I came down with whooping cough just over two weeks ago, and have spent much of my life feeling like I was in a dream during the course of it. Why would that happen? My best guess is that the excessive coughing led to an overall shortage of oxygen, and my brain paid the price. I don’t know.
In that state, I found everything annoying and soul harrowing. I spent useless work hours combing Facebook and rolling my eyes. I wrote blog posts that would have cost me all the people in my life had I published them. A look from Richard put me in tears more than once. (Poor guy. I really am the world’s worst sick person.)
However, as of today, I am feeling much more like myself. I’m so relieved to finally be coming out of that cloud. Now, it’s back to work, and back to real life again.
Speaking of Real Life…
We are days away from having a permanent address again. The lucky city that gets to hold us is none other than Los Angeles, California.
I have mixed feelings about this. For one, I was really looking forward to simplifying our life when we left Dallas at the end of September. Well, moving to LA to be closer to “the scene” doesn’t exactly scream Walden Pond. We will be living downtown, near Beverley Hills, so the traffic is absolutely horrendous. We drove less than a mile to go to dinner last Friday, and we took a premature turn in the process, which more than tripled our travel time. I felt trapped.
However, in my heart, I am hoping that once we actually move and get settled in, I will find the city to be a magical place. It will definitely be a change of pace for this country girl. (And I am country, although I didn’t know it until about 6 months ago when I was looking at a map of the United States, which had stars noting all the big – not major – cities in the country. There were ZERO stars in all of South Carolina. Talk about a paradigm shift – I thought I’d grown up in one!)
Richard has already played the hero (in spite of my Alien impersonation) and mapped out all the nearby places so I will have a running start on settling in. I told him that all I need is a grocery store, a thrift store, and a library within walking distance, and I’ll be fine. He padded the results with a few Red Box and restaurant locations, too, so all of my bases should be thoroughly covered.
And the Best Part Is…
One of the major pluses to settling down again is that my dog gets to come home. She has been at my sister’s house for 5 months, and I have missed her sorely. I keep having these dreams where I go to get her and she doesn’t remember me or doesn’t care. In fact, after one such dream, I woke up and told God that if my dog didn’t love me any more, I didn’t want her anyway.
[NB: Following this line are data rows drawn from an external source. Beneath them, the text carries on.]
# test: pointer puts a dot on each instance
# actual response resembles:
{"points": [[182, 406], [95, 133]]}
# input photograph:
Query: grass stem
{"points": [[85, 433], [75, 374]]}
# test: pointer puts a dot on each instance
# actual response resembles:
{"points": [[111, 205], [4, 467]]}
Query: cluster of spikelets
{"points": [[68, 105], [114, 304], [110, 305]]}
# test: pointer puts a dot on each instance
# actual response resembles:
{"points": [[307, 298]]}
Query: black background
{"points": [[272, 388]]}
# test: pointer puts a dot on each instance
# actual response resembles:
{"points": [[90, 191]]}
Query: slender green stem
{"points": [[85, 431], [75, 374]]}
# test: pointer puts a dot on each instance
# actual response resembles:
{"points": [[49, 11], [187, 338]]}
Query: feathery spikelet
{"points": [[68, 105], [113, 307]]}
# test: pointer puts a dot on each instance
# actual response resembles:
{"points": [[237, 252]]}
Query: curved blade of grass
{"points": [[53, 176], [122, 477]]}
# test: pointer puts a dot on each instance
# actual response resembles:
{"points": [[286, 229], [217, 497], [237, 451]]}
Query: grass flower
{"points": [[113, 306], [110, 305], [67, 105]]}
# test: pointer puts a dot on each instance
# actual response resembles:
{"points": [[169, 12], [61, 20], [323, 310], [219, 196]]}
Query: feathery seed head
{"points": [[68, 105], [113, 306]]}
That was the moment I realized the true value of my relationship with her – I just want her to really, really love me. Although I’m glad that she has bonded with my sister and seems to be doing fine, I also secretly want her to whine, molt, and be an insomniac in my absence.
So, after these recurring dreams where she doesn’t want me anymore, I’ve worried about what to expect when she comes home. But I had three different assurances last week that have me very hopeful. (Besides, my sister just had her spayed – what is there to be compete with??).
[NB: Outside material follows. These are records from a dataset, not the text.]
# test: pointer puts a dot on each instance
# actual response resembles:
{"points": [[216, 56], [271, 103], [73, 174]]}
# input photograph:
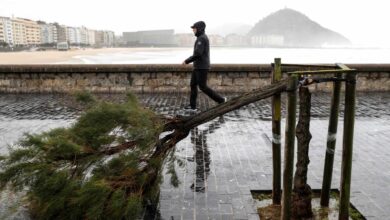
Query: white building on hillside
{"points": [[74, 35], [49, 33], [6, 33], [91, 37]]}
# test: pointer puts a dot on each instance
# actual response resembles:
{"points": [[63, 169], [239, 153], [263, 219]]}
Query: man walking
{"points": [[201, 66]]}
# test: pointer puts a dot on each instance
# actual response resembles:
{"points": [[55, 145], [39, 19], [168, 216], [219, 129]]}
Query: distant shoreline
{"points": [[53, 56]]}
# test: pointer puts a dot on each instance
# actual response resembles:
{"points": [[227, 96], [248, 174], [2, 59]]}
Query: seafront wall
{"points": [[161, 78]]}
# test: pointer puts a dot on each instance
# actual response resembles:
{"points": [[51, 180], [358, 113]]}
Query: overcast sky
{"points": [[364, 22]]}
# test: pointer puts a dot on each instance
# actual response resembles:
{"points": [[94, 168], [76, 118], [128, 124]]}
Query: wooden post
{"points": [[301, 197], [289, 146], [331, 142], [346, 165], [276, 137]]}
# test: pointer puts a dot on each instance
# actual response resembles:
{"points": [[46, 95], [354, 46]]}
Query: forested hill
{"points": [[297, 30]]}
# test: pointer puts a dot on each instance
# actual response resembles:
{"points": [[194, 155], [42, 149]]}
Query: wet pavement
{"points": [[221, 161]]}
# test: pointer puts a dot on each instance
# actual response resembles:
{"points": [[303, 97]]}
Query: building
{"points": [[62, 33], [110, 36], [19, 32], [84, 39], [6, 33], [26, 31], [91, 37], [150, 38], [48, 33], [267, 40], [99, 38], [74, 35]]}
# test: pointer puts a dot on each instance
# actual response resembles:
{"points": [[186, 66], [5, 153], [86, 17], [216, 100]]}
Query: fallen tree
{"points": [[107, 164]]}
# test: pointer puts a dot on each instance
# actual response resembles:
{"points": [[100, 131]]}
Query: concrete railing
{"points": [[160, 78]]}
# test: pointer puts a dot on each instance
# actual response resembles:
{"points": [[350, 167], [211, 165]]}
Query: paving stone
{"points": [[226, 158]]}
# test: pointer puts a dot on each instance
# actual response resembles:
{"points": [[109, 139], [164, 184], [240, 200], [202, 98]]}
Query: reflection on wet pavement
{"points": [[231, 155]]}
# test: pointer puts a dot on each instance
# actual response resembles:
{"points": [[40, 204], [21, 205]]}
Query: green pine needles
{"points": [[95, 169]]}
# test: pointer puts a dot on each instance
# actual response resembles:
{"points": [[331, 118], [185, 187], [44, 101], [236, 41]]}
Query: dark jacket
{"points": [[201, 56]]}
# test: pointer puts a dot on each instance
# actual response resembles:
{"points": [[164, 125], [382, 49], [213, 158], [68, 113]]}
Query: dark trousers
{"points": [[199, 78]]}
One was a commercial of a soldier and her dog after she came home from being deployed, and one was a video of a lion hugging its rescuer after being reunited after a long time apart – both of which made me cry in my oxygen-deprived state. The third was a friend that told me that the dog she lost to her ex after a divorce still went hyper-crazy when she saw her again after years of being apart.
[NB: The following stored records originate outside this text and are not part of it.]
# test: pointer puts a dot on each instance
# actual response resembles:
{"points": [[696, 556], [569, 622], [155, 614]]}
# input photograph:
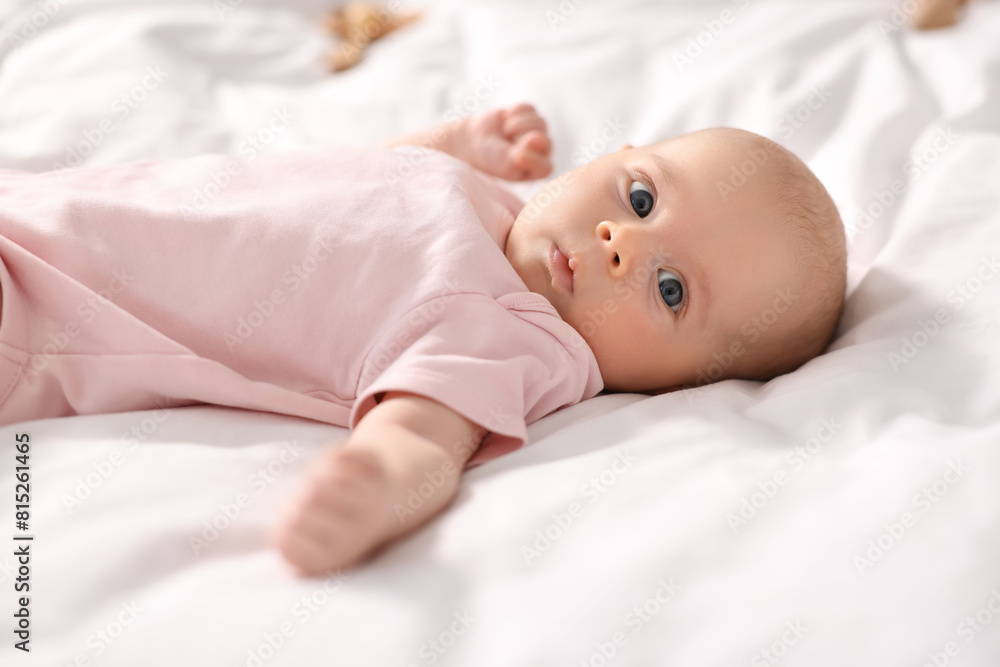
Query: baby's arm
{"points": [[510, 143], [355, 498]]}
With that settled, now I just have to figure out HOW to get her here. I’m in California and she’s in Oklahoma.
Anyway, that’s one piece of a big puzzle at the moment. It will be interesting to see what 2013 has in store for me and my family. I don’t even bother trying to guess anymore. It’s been such a weird, unexpected ride these last several years. A few months ago, I started a sentence with, “When my life settles down, I’m going to....” And then I abruptly stopped as it hit me: I’d better stop expecting that to happen, and start doing everything now.